HA and OmniSci Distributed

You can use OmniSci HA with OmniSci distributed configuration, allowing horizontal scale-out. Each OmniSci Server can be configured as a cluster of machines. For more information, see distributed.

OmniSci HA Example

When starting a OmniSci Core Database instance as part of a HA group, you must specify the following options.

Option	Description
`ha-group-id`	The name of the HA group this server belongs to. This identifies the Kafka topic to be used. The topic must exist in Kafka before this server can start.
`ha-unique-server-id`	A unique ID that identifies this server in the HA group. This should never be changed for the lifetime of the OmniSci Core Database instance.
`ha-brokers`	A list used to identify Kafka brokers available to manage the system.
`ha-shared-data`	The parent directory of the distributed file system. Used to check that bulk load files are placed in a directory available to all HA group members.

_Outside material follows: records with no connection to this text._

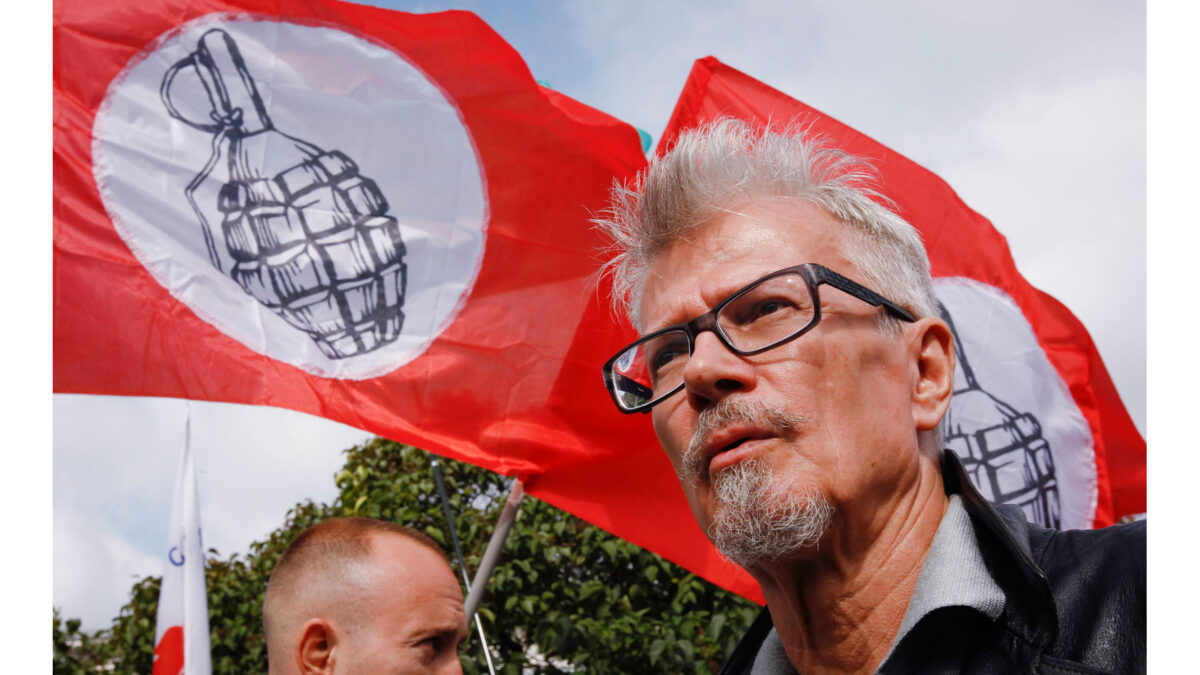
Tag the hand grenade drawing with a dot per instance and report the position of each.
(1002, 449)
(309, 236)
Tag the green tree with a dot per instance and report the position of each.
(565, 597)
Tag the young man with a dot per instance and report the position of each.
(357, 595)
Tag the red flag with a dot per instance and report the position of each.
(366, 215)
(1035, 414)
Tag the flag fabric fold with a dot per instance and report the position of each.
(367, 215)
(1035, 413)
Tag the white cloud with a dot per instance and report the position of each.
(115, 460)
(94, 568)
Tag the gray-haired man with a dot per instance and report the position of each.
(797, 374)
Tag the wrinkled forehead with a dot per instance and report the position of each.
(742, 243)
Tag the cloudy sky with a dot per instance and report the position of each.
(1033, 112)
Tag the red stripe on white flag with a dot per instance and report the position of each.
(181, 629)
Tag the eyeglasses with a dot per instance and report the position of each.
(777, 309)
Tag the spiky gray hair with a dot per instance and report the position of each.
(712, 167)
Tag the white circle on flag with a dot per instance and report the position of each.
(1012, 417)
(312, 195)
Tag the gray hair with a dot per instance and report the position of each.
(712, 167)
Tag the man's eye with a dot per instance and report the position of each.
(769, 306)
(664, 358)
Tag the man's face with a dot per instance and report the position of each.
(414, 621)
(839, 418)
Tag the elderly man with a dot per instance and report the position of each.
(797, 374)
(357, 595)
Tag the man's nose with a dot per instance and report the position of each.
(713, 371)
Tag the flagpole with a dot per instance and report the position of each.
(457, 551)
(492, 555)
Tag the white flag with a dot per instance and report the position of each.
(181, 631)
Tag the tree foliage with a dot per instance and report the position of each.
(565, 597)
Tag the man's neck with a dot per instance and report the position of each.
(839, 609)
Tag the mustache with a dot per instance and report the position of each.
(733, 411)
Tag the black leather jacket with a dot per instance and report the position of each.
(1075, 599)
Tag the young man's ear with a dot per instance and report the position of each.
(316, 646)
(934, 371)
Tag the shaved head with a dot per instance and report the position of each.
(351, 587)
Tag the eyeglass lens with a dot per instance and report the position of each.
(766, 314)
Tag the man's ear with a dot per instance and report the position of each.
(315, 649)
(934, 358)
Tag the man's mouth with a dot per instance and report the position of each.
(731, 446)
(730, 432)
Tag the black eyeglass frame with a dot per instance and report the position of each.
(814, 275)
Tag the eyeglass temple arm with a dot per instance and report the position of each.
(863, 293)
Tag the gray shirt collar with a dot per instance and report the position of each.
(954, 574)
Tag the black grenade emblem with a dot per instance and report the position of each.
(307, 236)
(1002, 449)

A mapd.conf file would look like this.

port = 9091
http-port = 9090
data = "/home/ec2-user/prod/mapd-storage/data"
read-only = false
quiet = false
ha-group-id=hag-group-1
ha-unique-server-id=mymachine
ha-brokers=mykafkabrokerlist
ha-shared-data=/mnt/dfs/mapd-storage/

[web]
port = 9092
frontend = "/home/ec2-user/prod/mapd/frontend"

Implementing HA

Contact OmniSci support for assistance with OmniSci HA implementation.

Implementation Notes

You can configure your Kafka queue to determine how long it will persist data. Your Kafka server must hold data long enough for full data recovery. In the official Kafka documentation, see the log.retention.[time_unit] settings for Topic-Level Configs.
OmniSci is not recommended as system of record. $MAPD_STORAGE should not be the basis for data recovery.
StreamImporter is not supported in HA mode.